Building a unified consumer memory for personalization at scale

DoorDash's marketplace spans restaurants, groceries, convenience stores, retail outlets, and more. Across these verticals, we encode rich signals about consumer preferences: What they browse, what they buy, what they reject, and what they substitute, among many other behaviors. This data contains latent understanding of the consumer such as dietary habits, price sensitivity, and brand loyalty.

We leverage all of these signals in our deep learning models at scale through rich sequence and multimodal representations. But these representations encode statistical patterns, not semantic understanding. An embedding can capture that a consumer frequently purchases organic produce, but it cannot express why, distinguish a dietary restriction from a casual preference, or communicate that understanding to a large language model (LLM).

As a result, it has not been feasible as we invested in AI experiences to develop personalization through learned representations alone. LLMs, for example, reason in language, not in learned representations. At the same time, it was not practical for every surface and model to independently extract consumer understanding from raw behavioral data.

To contend with this, we built a unified memory platform that systematically extracts semantic understanding from behavioral signals and makes it available across every personalization surface for generative retrieval and ranking models. Rather than treating behavioral data as only a feature engineering problem, this system treats it as a semantic extraction problem, producing representations that both traditional machine learning (ML) models and LLM systems can consume directly.

For ML models, memory blocks are encoded into dense embeddings and graph-based features that plug into existing ranking and retrieval architectures, enriching two-tower models and multi-task rankers with signals that go beyond engagement history.

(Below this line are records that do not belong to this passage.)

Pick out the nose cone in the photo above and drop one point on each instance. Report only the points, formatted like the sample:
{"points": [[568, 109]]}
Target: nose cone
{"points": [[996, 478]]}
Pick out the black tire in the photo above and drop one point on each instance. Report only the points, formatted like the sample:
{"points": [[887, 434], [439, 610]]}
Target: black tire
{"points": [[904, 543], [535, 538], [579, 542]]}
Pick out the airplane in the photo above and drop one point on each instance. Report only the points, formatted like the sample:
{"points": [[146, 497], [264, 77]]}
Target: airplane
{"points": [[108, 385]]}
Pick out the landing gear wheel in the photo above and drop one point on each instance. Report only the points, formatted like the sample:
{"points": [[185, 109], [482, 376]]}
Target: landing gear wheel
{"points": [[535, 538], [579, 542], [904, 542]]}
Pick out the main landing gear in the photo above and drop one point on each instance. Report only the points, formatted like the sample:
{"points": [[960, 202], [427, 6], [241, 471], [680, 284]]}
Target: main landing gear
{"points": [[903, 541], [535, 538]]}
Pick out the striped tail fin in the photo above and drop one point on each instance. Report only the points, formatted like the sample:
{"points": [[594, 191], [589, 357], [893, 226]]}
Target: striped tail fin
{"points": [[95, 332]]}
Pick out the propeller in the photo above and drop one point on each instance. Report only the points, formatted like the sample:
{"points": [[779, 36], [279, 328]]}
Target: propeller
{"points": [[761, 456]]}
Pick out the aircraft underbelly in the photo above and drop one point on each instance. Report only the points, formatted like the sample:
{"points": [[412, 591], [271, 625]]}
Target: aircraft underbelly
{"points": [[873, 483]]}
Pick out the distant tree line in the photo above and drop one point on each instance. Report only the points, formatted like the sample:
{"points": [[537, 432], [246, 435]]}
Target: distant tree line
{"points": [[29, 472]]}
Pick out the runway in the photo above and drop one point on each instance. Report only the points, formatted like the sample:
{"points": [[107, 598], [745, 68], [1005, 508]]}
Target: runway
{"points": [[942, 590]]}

For generative AI-driven experiences, the same memory blocks serve as natural language context, grounding reasoning in what we actually know about a consumer, rather than re-deriving it from raw data for each turn.

Gaps addressed

Collaborative filtering and engagement-based models are the backbone of our personalization stack. They excel at patterns such as “users who bought X also bought Y.” But often there are nuances in the intention and attributes of the purchase that cannot be captured implicitly through engagement signals. A consumer who buys organic kale and almond milk likely has a broader plant-forward, health-conscious preference that likely would influence their experience across categories they have yet to browse. Engagement models cannot make this inference because they operate on item-level signals, not consumer-level semantics.

Embedding-based user representations, such as user towers in two-tower models, learn dense vectors from engagement sequences. These capture latent patterns effectively, but the representations are opaque; they are useful for similarity search but not inspectable and not interpretable by LLMs.

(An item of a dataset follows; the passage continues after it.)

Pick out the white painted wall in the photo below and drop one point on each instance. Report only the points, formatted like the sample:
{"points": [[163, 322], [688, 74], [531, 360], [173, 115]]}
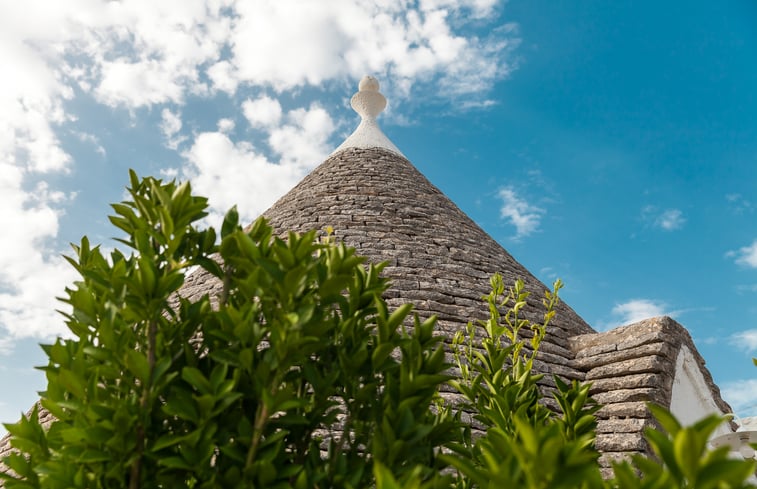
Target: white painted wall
{"points": [[691, 399]]}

We wanted to produce a shared, semantic, language-native understanding of the consumer that works for both traditional ML systems and LLM-driven systems.

Three memory layers

As shown in Figure 1, the memory system maintains three complementary memory types, each optimized for different timescales:

The long-term memory engine turns raw behavioral signals such as orders, search, browsing, and support into a durable, interpretable memory for each consumer. It does this by generating memory blocks — for example, dietary preferences — made of versioned components, or atomic payloads, persisting them, and assembling them into a single long-term memory manifest for downstream systems.

In-session context captures real-time signals about current intent, such as cart contents, active searches, browsing patterns, items viewed and rejected, and time spent in categories. This layer has a high recency weight; what a consumer is doing right now overrides or supplements historical patterns.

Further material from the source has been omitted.